The Booksellers review – a documentary to curl up with

D.W. Young's easygoing examination of New York's rare and antique book scene makes for interesting, if unremarkable, viewing

If you've ever wandered the city streets and passed an antique bookshop, only to wonder who it is that dares to venture into these dusty stores, who might own them, or how they're still able to function in the current climate, D.W. Young's affable documentary The Booksellers is sure to prove a minor object of fascination in and of itself.

It's an admittedly shapeless film that tends to dart back and forth, with no real allegiance to any single idea except to bring attention to a subculture that is struggling to keep its relevancy. Things start at an annual New York rare book fair, where expensive volumes are fawned over, but rarely bought. Along the way we meet some eccentric, but also some very normal human beings, many of them convinced that – despite their lack of funds or a clear future for their business – they wouldn't want to do anything else. It was corporate stores which put the indies out of business, the documentary reminds us, and only a few can survive based on their rich, regular customers, or because – through family association – they happen to own the real estate.

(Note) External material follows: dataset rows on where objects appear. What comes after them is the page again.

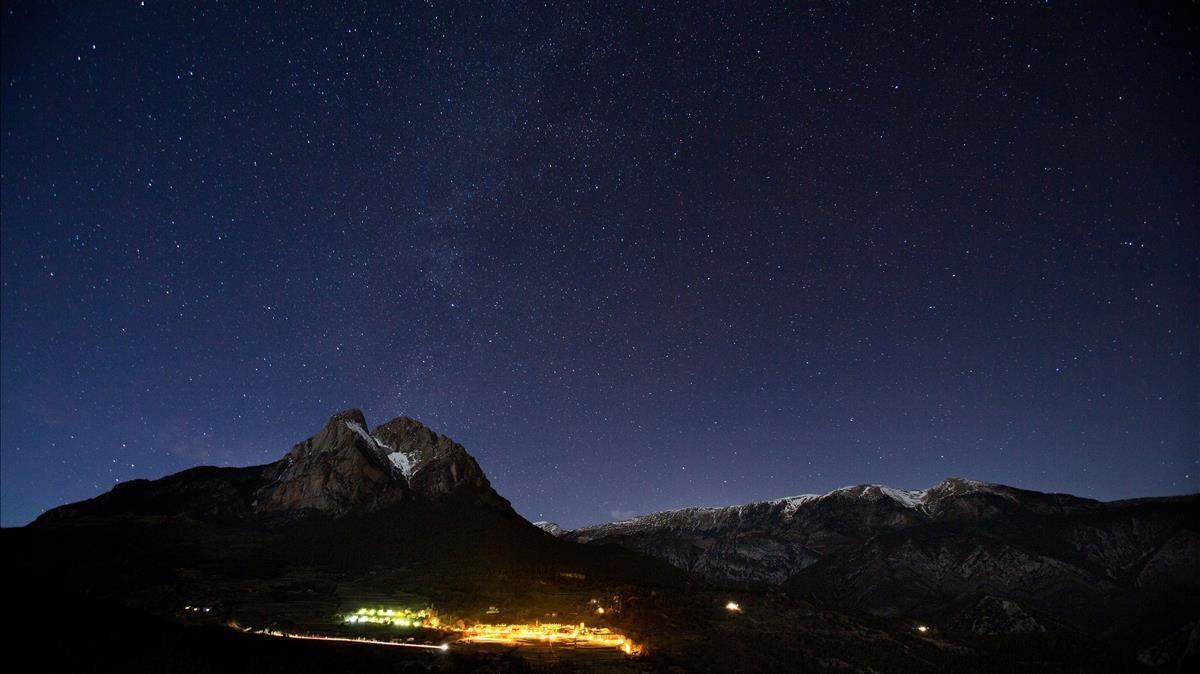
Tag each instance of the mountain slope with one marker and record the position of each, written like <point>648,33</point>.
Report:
<point>979,557</point>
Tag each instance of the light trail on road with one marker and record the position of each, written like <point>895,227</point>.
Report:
<point>352,641</point>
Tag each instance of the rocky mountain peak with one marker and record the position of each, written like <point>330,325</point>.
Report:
<point>433,464</point>
<point>340,469</point>
<point>551,528</point>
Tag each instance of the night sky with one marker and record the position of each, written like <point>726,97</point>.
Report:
<point>633,257</point>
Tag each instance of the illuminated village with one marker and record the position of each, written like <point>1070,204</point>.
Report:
<point>537,633</point>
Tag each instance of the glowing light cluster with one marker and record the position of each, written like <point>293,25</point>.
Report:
<point>395,617</point>
<point>550,632</point>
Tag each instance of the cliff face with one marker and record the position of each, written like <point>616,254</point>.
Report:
<point>343,469</point>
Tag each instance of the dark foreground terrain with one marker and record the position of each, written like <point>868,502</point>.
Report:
<point>342,522</point>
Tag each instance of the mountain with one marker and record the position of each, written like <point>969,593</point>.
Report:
<point>401,516</point>
<point>964,554</point>
<point>342,469</point>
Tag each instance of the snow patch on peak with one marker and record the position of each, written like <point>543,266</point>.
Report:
<point>363,432</point>
<point>551,528</point>
<point>791,504</point>
<point>906,498</point>
<point>403,463</point>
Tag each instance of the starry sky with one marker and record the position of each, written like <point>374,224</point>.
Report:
<point>633,256</point>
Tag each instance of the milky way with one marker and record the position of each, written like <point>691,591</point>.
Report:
<point>631,257</point>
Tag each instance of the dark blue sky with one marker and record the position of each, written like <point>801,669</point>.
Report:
<point>633,257</point>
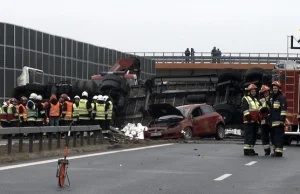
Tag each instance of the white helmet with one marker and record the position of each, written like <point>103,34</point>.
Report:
<point>105,97</point>
<point>84,94</point>
<point>76,97</point>
<point>100,97</point>
<point>33,96</point>
<point>39,97</point>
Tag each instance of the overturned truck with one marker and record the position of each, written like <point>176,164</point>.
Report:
<point>132,96</point>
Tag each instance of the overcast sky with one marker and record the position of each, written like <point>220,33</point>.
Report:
<point>163,25</point>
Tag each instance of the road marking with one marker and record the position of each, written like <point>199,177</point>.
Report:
<point>224,176</point>
<point>81,156</point>
<point>250,163</point>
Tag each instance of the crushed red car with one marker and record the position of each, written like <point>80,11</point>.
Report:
<point>186,121</point>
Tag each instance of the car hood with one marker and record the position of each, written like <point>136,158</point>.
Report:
<point>160,110</point>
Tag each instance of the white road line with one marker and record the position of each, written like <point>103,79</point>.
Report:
<point>224,176</point>
<point>80,156</point>
<point>250,163</point>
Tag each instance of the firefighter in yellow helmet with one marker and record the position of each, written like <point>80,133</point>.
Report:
<point>278,115</point>
<point>250,108</point>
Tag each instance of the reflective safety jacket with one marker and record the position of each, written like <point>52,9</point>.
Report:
<point>278,110</point>
<point>250,108</point>
<point>100,111</point>
<point>109,110</point>
<point>264,115</point>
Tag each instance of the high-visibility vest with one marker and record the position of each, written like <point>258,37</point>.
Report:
<point>253,110</point>
<point>68,115</point>
<point>31,113</point>
<point>100,111</point>
<point>24,114</point>
<point>75,111</point>
<point>83,112</point>
<point>54,110</point>
<point>110,110</point>
<point>263,116</point>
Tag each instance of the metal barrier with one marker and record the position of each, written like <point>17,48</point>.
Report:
<point>205,57</point>
<point>37,132</point>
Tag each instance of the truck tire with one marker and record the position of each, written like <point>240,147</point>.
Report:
<point>229,74</point>
<point>199,98</point>
<point>227,111</point>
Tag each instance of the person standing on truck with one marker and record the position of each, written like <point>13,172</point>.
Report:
<point>100,112</point>
<point>41,113</point>
<point>264,122</point>
<point>54,111</point>
<point>85,110</point>
<point>76,109</point>
<point>31,110</point>
<point>278,115</point>
<point>250,108</point>
<point>108,112</point>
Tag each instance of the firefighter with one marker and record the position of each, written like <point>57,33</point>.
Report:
<point>23,111</point>
<point>100,112</point>
<point>108,112</point>
<point>264,122</point>
<point>12,113</point>
<point>278,115</point>
<point>76,109</point>
<point>67,109</point>
<point>4,121</point>
<point>41,113</point>
<point>31,110</point>
<point>250,108</point>
<point>85,110</point>
<point>54,111</point>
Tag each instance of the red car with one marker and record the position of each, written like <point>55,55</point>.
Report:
<point>184,121</point>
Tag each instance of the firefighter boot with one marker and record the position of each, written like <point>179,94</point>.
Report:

Most interesting is the film's revelation that for so many of these book collectors the thrill is – or was, at one time – in the chase, the idea of spending years, sometimes decades, searching for a specific book. The acquisition itself is never what counts, since afterwards the book is simply put on a shelf and never looked at again. The internet, it turns out, has killed the “hunt” mentality: you can search for a rare copy of any book and in minutes it's on the way, so what's the point? Now, though, it's all about the curation – devoted bibliophiles (many of them far younger than you'd expect) dedicating themselves to the preservation of books and manuscripts once thought to be worthless.

As with most documentaries that hone in on sub-cultures, this one lives or dies based on whether its subjects' passion rubs off on you. It's a comforting watch – not so unlike putting your feet up with a good book, in fact.

The Booksellers is now available on various streaming platforms.